Casper: Ich brauche die Musik nicht als Ventil

Casper-Geheimkonzert und Interview
Bildquelle: 
redbull.ch

Text und Interview: Linda von Euw und Laura Zeller

 

Die Konzertlocation blieb bis zum letzten Moment geheim. Nicht mal der Star des Abends – der deutsche Rapper Casper – wusste, wo die Show stattfinden würde. Die 800 glücklichen, die via Energy ein Ticket gewonnen hatten, versammelten sich am frühen Abend des 19. Oktobers 2012 auf dem Welti-Furrer-Areal in Zürich. Dort standen Reise-Cars bereit, die die Casper-Fans nach Oerlikon in die ABB-Halle fuhren. Nebel aus Rauchmaschinen stieg vor dem Eingang zur Halle auf. Im Innern der riesigen Location war aber keine normale Bühne zu sehen. Ganz vorne stand der Red Bull Tourbus: ein eiercognacfarbener Saurer-Bus aus dem Jahr 1948. Er hat kein Dach, dafür eine Bühne obenauf. Der eine oder andere Festival-Besucher wird das lustige Gefährt schon mal registriert haben - im Sommer war es an diversen Schweizer Open-Airs zu sehen.

 

Den Anfang machte um 20:30 Uhr Thunderbird Gerard. Das sind der Amerikaner Trevor Gerard (der heute in Berlin wohnt) und Beatlefield-Producer DJ Stickle, der für die Beats verantwortlich ist.
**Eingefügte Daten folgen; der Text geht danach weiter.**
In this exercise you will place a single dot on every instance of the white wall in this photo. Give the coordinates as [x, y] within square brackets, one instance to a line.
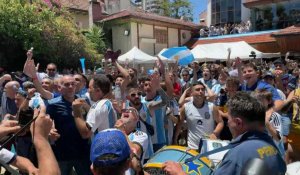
[133, 34]
[208, 16]
[245, 16]
[82, 20]
[173, 37]
[146, 31]
[120, 41]
[188, 36]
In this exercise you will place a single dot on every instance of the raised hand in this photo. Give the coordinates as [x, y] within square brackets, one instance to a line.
[155, 81]
[8, 127]
[40, 129]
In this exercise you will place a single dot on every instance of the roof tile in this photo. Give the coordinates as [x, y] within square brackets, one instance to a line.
[263, 38]
[293, 30]
[148, 16]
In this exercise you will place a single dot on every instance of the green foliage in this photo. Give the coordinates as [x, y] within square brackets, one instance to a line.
[51, 31]
[177, 9]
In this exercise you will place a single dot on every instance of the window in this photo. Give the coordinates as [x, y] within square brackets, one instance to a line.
[161, 36]
[223, 5]
[230, 4]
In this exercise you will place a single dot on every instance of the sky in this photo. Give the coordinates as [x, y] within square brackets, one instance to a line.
[198, 6]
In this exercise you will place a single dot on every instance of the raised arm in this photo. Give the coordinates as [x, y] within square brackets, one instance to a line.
[228, 63]
[182, 117]
[125, 74]
[80, 122]
[30, 70]
[40, 129]
[153, 105]
[220, 124]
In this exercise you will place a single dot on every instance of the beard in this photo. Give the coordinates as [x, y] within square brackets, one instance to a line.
[136, 102]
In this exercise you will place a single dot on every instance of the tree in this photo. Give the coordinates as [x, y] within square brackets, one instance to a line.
[51, 31]
[177, 9]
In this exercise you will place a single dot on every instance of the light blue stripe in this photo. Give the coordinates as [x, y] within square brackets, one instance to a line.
[173, 51]
[186, 60]
[237, 35]
[111, 118]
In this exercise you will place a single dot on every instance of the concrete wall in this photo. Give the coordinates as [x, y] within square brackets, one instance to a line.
[146, 31]
[187, 37]
[173, 37]
[139, 32]
[133, 34]
[120, 41]
[208, 17]
[245, 16]
[82, 20]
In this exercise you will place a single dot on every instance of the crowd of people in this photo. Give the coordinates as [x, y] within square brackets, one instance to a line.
[226, 29]
[111, 121]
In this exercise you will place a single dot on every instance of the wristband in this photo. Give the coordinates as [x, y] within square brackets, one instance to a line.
[34, 78]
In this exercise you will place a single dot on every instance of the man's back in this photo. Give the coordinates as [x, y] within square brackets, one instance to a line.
[70, 145]
[249, 146]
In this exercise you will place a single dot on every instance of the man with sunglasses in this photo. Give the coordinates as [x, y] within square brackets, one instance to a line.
[145, 119]
[138, 140]
[156, 101]
[70, 150]
[102, 114]
[203, 119]
[51, 72]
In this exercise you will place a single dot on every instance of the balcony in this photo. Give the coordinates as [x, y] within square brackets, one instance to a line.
[253, 3]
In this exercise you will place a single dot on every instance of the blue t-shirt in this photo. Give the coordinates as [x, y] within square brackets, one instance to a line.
[252, 145]
[70, 145]
[262, 85]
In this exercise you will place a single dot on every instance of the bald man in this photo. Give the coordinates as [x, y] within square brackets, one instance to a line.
[8, 105]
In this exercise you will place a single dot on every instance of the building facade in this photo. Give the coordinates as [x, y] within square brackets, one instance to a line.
[220, 12]
[149, 32]
[266, 15]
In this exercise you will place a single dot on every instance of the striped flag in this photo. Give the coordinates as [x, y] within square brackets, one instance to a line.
[181, 54]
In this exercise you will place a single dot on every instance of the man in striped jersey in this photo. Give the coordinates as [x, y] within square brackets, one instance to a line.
[101, 114]
[156, 100]
[138, 140]
[201, 117]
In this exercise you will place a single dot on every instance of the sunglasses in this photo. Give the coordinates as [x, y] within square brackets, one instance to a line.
[134, 95]
[69, 84]
[128, 111]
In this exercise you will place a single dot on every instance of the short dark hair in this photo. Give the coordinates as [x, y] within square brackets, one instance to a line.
[251, 65]
[102, 82]
[244, 106]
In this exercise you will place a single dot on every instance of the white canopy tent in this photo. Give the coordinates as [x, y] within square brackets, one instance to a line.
[136, 56]
[219, 51]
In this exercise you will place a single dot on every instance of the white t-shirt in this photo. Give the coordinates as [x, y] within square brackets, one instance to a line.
[101, 115]
[200, 122]
[7, 156]
[142, 139]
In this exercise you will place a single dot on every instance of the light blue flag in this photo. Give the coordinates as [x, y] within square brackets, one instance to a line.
[82, 65]
[183, 54]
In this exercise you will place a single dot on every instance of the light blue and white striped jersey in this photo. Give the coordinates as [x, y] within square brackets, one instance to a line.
[145, 115]
[101, 115]
[158, 117]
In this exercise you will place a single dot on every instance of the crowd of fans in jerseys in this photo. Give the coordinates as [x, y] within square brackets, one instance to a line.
[116, 117]
[226, 29]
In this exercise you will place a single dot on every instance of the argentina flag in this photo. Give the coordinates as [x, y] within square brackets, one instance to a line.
[182, 54]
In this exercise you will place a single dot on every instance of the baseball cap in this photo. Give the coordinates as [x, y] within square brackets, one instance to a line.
[109, 147]
[100, 71]
[268, 74]
[278, 61]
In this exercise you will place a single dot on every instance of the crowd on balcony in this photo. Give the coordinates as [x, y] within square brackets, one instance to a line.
[226, 29]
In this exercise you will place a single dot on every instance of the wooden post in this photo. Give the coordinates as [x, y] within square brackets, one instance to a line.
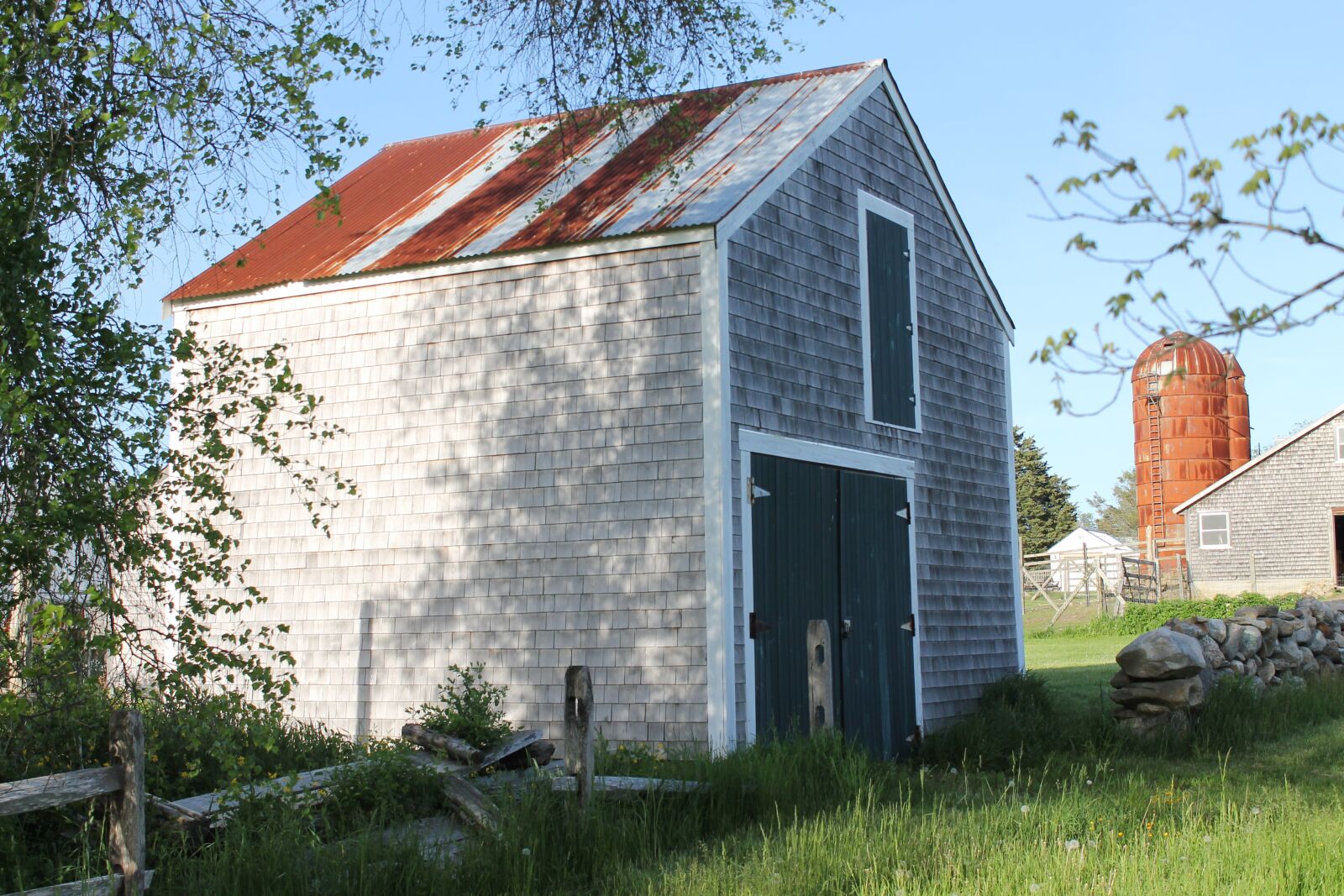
[578, 730]
[820, 699]
[127, 810]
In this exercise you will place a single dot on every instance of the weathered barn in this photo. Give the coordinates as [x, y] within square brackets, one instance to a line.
[1276, 524]
[651, 422]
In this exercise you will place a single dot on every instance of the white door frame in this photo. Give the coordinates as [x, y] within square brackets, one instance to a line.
[754, 443]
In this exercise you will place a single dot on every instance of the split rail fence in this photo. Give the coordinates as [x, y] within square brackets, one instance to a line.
[124, 783]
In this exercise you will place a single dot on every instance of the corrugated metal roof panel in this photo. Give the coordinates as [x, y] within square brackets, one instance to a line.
[685, 160]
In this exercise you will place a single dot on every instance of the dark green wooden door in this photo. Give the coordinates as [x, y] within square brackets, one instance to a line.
[832, 544]
[797, 528]
[878, 654]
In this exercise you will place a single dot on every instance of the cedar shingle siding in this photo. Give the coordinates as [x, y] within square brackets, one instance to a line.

Eine halbe Stunde lang wärmte das Duo das Publikum für Casper auf. Auch an diesem Abend bewies der 30-jährige seine unglaubliche Bühnenpräsenz. Das Spezielle an der Busbühne: Die Band spielte oben, während Casper unten stand. Die Musiker meisterten diese Herausforderung aber mühelos. Casper zeigte sich gewohnt souverän, witzelte mit dem Publikum und vermochte seine Zuhörer vom ersten Moment an zu fesseln. Ob jung oder alt: praktisch jeder sang mit. Sogar ältere Songs, die Casper offiziell gar nie in der Schweiz herausgebracht hat, wie zum Beispiel «Unzerbrechlich». Der Bielefelder zeigte sich von der Textsicherheit des Publikums freudig überrascht. Nach mehr als einer Stunde waren alle durchgeschwitzt, erschöpft, aber glücklich. Natürlich ging Casper nicht von der Bühne, ohne sich mit dem popig angehauchten «So Perfekt» zu verabschieden.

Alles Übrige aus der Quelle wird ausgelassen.